Teil 1 von 3 des Vergleichs der Canon EOS 70D und der Sony Alpha 77 II
Spiegelreflexkameras erfreuen sich trotz der starken Konkurrenz durch die spiegellosen Systemkameras einer ungebrochenen Beliebtheit. Sie stehen für eine sehr gute Bildqualität, einen schnellen Autofokus und ein gutes Handling. Neben Spiegelreflexkameras treffen diese Punkte allerdings auch auf Sonys SLT-Modelle zu, die sich durch einen feststehenden Spiegel von DSLRs unterscheiden. Dadurch lässt sich zwar kein optischer Sucher mehr verwenden, das Phasen-Autofokussystem kann allerdings permanent arbeiten.

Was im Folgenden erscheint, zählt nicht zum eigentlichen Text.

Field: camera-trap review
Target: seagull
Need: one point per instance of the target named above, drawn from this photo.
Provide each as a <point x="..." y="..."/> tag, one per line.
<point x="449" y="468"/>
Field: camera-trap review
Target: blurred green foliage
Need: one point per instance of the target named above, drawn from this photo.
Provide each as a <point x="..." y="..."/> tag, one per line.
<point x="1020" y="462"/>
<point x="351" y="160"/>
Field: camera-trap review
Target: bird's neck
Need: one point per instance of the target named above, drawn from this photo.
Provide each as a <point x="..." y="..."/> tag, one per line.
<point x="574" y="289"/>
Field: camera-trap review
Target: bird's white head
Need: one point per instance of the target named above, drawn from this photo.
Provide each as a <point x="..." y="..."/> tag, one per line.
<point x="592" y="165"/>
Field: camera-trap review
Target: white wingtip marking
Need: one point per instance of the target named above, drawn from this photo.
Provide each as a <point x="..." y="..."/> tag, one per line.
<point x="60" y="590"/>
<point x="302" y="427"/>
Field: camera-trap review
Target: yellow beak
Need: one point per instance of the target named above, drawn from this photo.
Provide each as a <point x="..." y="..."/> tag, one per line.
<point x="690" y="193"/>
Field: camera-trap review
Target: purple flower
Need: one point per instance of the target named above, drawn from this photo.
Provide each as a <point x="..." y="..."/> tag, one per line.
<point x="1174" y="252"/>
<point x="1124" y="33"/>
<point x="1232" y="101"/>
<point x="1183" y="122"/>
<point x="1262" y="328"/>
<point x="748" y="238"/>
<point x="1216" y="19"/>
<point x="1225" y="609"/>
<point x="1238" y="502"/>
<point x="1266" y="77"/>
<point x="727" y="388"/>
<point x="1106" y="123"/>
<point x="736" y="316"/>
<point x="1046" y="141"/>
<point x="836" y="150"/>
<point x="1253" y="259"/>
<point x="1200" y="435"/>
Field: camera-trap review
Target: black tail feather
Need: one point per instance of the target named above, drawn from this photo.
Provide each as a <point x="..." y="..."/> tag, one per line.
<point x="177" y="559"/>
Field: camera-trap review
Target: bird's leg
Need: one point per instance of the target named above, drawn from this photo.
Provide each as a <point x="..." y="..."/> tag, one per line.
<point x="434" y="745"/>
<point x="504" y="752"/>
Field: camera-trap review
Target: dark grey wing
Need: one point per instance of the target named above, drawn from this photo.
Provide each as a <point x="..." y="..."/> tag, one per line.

Längere Zeit hat Sony nichts mehr von seinen Kameras mit der SLT-Technologie, also Modellen mit einem halbdurchlässigen Spiegel vor dem Sensor, hören lassen. Spiegellose Modelle standen zuletzt im Vordergrund. Dies hat sich mit der Sony Alpha 77 II (Datenblatt) wieder geändert, denn das Nachfolgemodell der Sony Alpha 77 (Testbericht) präsentiert sich als überarbeitetes Spitzenmodell der APS-C-Riege. Dafür sorgt unter anderem der neu entwickelte Exmor-HD-CMOS-Sensor mit einer Auflösung von 24 Megapixel und einer Sensorempfindlichkeit von ISO 100 bis ISO 25.600. ISO 51.200 Aufnahmen sind zudem in Kombination mit der Multiframe-Rauschreduzierung möglich.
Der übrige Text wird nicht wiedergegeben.